Sparling appeared as Dudley Harcourt in My Sweetheart (1891) at the Vaudeville Theatre; Luigi Di Volpa in F. C. Burnand's Private Enquiry (1891) at the Strand Theatre; Lyngstrand in Ibsen's The Lady from the Sea (1891) at Terry's Theatre; Josiah Higgins in Morocco Bound (1893); Sir Wormwood Scrubs in Howard Talbot's comic opera Wapping Old Stairs (1894); as Lord Lavender in The Lady Slavey (1894); Detective in A Melodrama at the Trafalgar Theatre (1894); in an American tour of A Little Ray of Sunshine (1899) which played at Chickering Hall in Boston and Wallack's Theatre in New York among other venues; William Piddock in 22A, Curzon Street at the Garrick Theatre (1898): Pomponius in A Greek Slave at the Herald Square Theatre in New York (1899); in Little Nell and the Marchioness at the Herald Square Theatre (1900); Lord Framlingham in Lady Madcap at the Prince of Wales Theatre (1904); Mr Tobin in Noah's Ark at the Waldorf Theatre (1906); and the Duke of Tysmoke in Nelly Neil at the Aldwych Theatre (1907).

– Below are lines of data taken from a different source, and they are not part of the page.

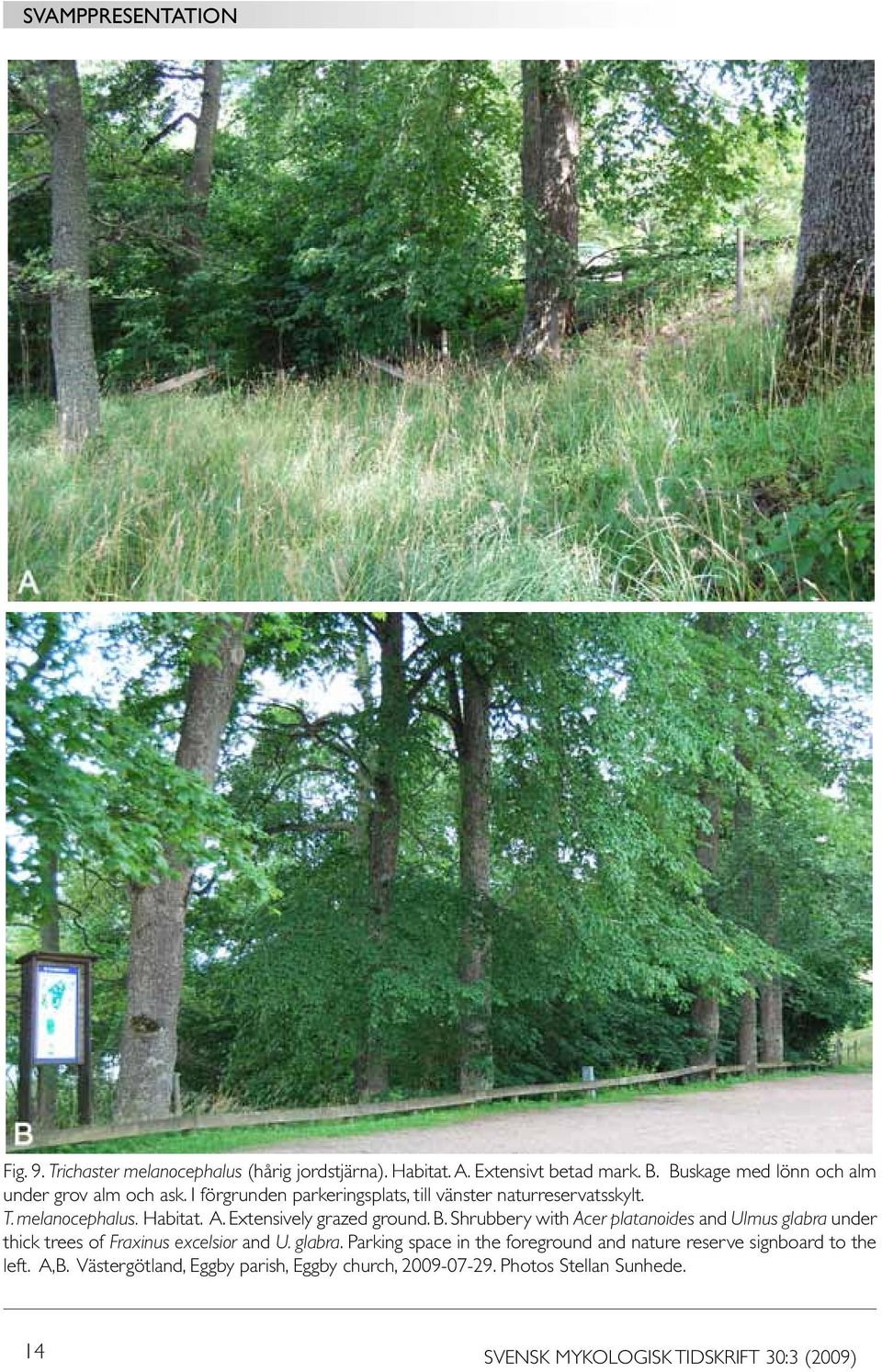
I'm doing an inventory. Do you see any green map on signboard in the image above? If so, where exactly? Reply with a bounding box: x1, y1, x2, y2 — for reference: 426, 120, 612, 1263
34, 963, 80, 1062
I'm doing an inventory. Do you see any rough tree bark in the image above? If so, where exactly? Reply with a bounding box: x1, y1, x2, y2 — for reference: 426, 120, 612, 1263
184, 62, 223, 253
518, 61, 579, 358
690, 788, 721, 1068
42, 62, 100, 453
115, 615, 253, 1119
784, 62, 876, 392
361, 610, 409, 1096
448, 615, 493, 1092
738, 991, 757, 1069
732, 779, 757, 1069
760, 877, 785, 1062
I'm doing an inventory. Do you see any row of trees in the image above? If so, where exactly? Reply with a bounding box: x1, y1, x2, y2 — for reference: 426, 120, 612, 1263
8, 612, 870, 1118
9, 59, 874, 446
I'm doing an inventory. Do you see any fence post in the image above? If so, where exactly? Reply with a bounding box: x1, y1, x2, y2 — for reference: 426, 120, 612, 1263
735, 226, 745, 312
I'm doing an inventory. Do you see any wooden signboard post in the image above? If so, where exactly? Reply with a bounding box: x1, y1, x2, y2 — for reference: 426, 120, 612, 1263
17, 952, 96, 1124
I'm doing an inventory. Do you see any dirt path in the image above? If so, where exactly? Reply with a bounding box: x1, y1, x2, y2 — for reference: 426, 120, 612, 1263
245, 1073, 873, 1154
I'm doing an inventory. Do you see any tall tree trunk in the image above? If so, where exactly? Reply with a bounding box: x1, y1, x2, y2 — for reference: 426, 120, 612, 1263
690, 788, 721, 1068
42, 62, 100, 453
738, 991, 757, 1069
117, 615, 253, 1119
362, 610, 409, 1096
518, 62, 579, 358
458, 615, 493, 1092
732, 774, 757, 1069
760, 874, 785, 1062
760, 977, 785, 1062
184, 62, 223, 253
784, 62, 876, 391
760, 873, 785, 1062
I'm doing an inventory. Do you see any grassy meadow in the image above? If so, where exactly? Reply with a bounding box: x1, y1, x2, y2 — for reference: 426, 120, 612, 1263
9, 276, 874, 601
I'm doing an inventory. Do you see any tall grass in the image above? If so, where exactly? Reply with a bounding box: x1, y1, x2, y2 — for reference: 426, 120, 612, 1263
9, 289, 873, 601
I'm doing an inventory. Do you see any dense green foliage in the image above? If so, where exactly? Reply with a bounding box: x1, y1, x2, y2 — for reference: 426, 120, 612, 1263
9, 61, 802, 393
9, 612, 870, 1125
9, 61, 874, 601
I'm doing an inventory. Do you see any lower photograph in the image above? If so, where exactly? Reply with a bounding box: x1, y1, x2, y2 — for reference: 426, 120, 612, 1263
6, 607, 873, 1155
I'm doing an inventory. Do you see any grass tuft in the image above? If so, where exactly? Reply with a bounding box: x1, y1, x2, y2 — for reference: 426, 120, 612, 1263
9, 285, 874, 601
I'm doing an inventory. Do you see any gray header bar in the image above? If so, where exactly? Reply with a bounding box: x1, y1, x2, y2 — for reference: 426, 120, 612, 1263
3, 0, 641, 31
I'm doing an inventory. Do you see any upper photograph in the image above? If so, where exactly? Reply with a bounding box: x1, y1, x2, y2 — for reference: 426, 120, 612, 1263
8, 59, 876, 604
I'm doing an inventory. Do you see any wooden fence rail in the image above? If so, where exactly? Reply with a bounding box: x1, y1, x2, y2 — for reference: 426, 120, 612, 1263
15, 1062, 824, 1152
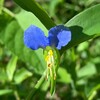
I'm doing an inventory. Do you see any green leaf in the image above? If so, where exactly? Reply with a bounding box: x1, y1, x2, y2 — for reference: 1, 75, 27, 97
6, 56, 18, 81
14, 0, 55, 29
62, 4, 100, 52
0, 0, 4, 14
15, 10, 48, 33
0, 11, 47, 74
0, 89, 13, 95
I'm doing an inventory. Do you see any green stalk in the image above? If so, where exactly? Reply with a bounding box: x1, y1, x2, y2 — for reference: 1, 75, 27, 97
26, 71, 46, 100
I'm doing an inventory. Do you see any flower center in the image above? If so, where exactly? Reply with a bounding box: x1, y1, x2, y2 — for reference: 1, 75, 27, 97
45, 50, 54, 79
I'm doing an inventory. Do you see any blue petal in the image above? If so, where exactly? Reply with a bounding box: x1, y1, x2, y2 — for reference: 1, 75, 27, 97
24, 25, 48, 50
48, 25, 71, 50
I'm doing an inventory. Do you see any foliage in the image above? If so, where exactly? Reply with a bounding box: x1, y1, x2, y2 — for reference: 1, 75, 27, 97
0, 0, 100, 100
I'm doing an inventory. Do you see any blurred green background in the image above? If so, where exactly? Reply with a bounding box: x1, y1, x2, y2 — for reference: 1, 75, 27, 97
0, 0, 100, 100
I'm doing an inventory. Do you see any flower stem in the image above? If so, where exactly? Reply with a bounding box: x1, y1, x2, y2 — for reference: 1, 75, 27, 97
26, 70, 47, 100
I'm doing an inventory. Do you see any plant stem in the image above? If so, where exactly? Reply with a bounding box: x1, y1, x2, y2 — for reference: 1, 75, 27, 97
26, 71, 46, 100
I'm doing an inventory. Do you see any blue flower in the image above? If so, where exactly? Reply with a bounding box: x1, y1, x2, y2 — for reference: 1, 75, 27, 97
24, 25, 71, 50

In July 1911 Sparling accompanied Marie George in a performance at Brighton Palace Pier, where:
Marie George gives the audience twenty minutes of sparkling fun, and makes them regret very much the powers that be which prevent her continuing her part for double that period. She is delightful in her songs, "That’s a Cinch", and "Over again". She is most ably assisted by Mr. Herbert Sparling, whose make-up as a pianoforte turner and acting throughout is wonderfully clever.

He was Marquis de Bouillaibaise in Baron Trenck at the Strand Theatre (1911); Percy Fitzwinney on tour in the musical comedy The Boy Scout (1912) with Marie George and C. Hayden Coffin, which he also directed; Dickie Bramsgrove in the musical The Officers' Mess at St Martin's Theatre (1918) and after at the Prince's Theatre (1919). and Harkins in The Half Moon (1920) at the Liberty Theatre in New York.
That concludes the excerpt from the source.